The Acer seems to get slightly better reviews, but it has a miserly battery life compared to the Asus. The Acer also includes only 8GB of storage, with the ability to slap in an SD card for another 8GB (at my cost). The Asus, on the other hand, includes 20GB of solid-state storage, with another 20GB online included in the price.

Both computers are widely available for $250 - $300, with occasional deals down to $200.

So, my question to you, oh dear geeky readers, is whether you have any experience, good or bad with one or the other of these devices? Or do you recommend a different widget entirely (keep in mind that I plan to tote this around in my pocket, so I'm looking for something rugged)?

Whaddya say?



Blogger Socialism Sucks said...

My wife uses an Asus Aspire One to avoid toting her main laptop around when all she needs to do is send email and read documents - it's been very reliable and she's been very happy with it. I'd try one to see if you can live with the keyboard if you intend to do a lot of writing.

March 30, 2009 5:50 PM  
Anonymous Andrew said...

I just bought my wife an HP Mini. Her only complaint is that it's a tad slow at times. Other than that she loves it for email, surfing and word processing.

In my usage of it I found that the compact keyboard would take some time to get comfortable with and you have to scroll quite a bit while surfing.

March 30, 2009 7:00 PM  
Blogger Kn@ppster said...

I bought the next grade up from the Acer Aspire One (an Aspire laptop with a 15" screen, $358) for my younger son (the older got a Compaq laptop -- homeschooling was the excuse for both).

The Acer has performed well except in two respects:

- The keyboard was starting to fall apart within minutes of taking it out of the box; and

- I never could get the product registered online (it kept rejecting the serial number ... I bought the thing at Wal-Mart and have no reason to think it's a counterfeit).
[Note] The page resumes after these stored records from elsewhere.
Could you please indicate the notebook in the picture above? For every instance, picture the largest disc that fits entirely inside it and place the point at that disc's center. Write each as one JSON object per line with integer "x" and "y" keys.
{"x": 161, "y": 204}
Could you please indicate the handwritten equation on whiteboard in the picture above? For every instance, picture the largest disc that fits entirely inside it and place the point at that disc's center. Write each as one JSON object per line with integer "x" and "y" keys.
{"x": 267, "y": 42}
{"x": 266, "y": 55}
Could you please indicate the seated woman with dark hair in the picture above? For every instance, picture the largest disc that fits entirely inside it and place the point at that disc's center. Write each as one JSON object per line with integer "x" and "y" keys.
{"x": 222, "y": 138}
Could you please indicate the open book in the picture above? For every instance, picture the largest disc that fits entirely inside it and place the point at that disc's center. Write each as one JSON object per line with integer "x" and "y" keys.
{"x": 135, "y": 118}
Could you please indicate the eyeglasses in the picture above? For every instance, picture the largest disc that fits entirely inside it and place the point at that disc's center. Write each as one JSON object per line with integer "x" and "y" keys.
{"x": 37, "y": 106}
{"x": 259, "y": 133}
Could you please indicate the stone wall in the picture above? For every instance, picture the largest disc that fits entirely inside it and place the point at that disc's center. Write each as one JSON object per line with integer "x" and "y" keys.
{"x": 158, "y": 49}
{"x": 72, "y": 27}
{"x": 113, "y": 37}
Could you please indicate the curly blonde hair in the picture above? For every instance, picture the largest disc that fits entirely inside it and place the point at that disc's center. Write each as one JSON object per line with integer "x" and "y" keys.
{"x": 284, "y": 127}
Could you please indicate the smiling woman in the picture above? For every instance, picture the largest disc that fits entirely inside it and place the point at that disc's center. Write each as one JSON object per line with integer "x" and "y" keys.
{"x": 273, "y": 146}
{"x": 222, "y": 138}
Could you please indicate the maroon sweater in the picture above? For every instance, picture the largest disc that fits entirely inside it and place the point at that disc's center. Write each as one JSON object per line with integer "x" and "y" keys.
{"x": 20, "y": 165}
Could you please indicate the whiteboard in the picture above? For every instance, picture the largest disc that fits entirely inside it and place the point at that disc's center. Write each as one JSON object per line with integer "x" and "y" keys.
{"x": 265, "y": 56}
The keyboard is no big deal for me -- when you have kids and cats around, you expect it, and we can always plug a USB keyboard in as needed -- but it probably would be for someone who carries the thing around for "netbook" type travel use and would rather not have to carry a detached keyboard, too.

Don't know if the Aspire One suffers from the same defect, or even if the defect is endemic to the 5515. I may have just got the one lemon in the bunch.

An alternative to buying a new "netbook" is to grab an old laptop and install a low-demand OS like Puppy Linux on it. It'll get you online, and it will run fast even with an older processor or not a lot of RAM.

That's what I'm doing on my desktop with an obsolete or near-obsolete machine. I realized that most of my stuff is done on the net anyway, and that most of the rest can be done "in the cloud." Machine runs MUCH faster than with one of the newer full-featured OSes. My guess is 8-10 times as fast as it ran with OpenSuse 11.

March 31, 2009 10:57 AM  
Blogger J.D. Tuccille said...

Homeschooling as an excuse to buy gadgets. Hmm ... I like.

Thanks all of you for the feedback. I'm leaning toward the Asus Eee PC 901, but I haven't made a decision yet.

March 31, 2009 12:48 PM  
Blogger David said...

My 17 year old son got an eePC (the Windows version) for Christmas and uses it constantly, or whenever he's not texting on the stupid cell phone. He appears quite happy with it, but the one time I tried to edit one of his school papers on it I found it nearly impossible to touch-type using its reduced-size keyboard. It is tiny, has all the big PC bells and whistles, and is a "home run" for portability and battery life, but before you get one, test drive the heck out of the demo unit at a store to make sure you think you can adjust to the keyboard (my son says it's no big deal, he adjusted just fine).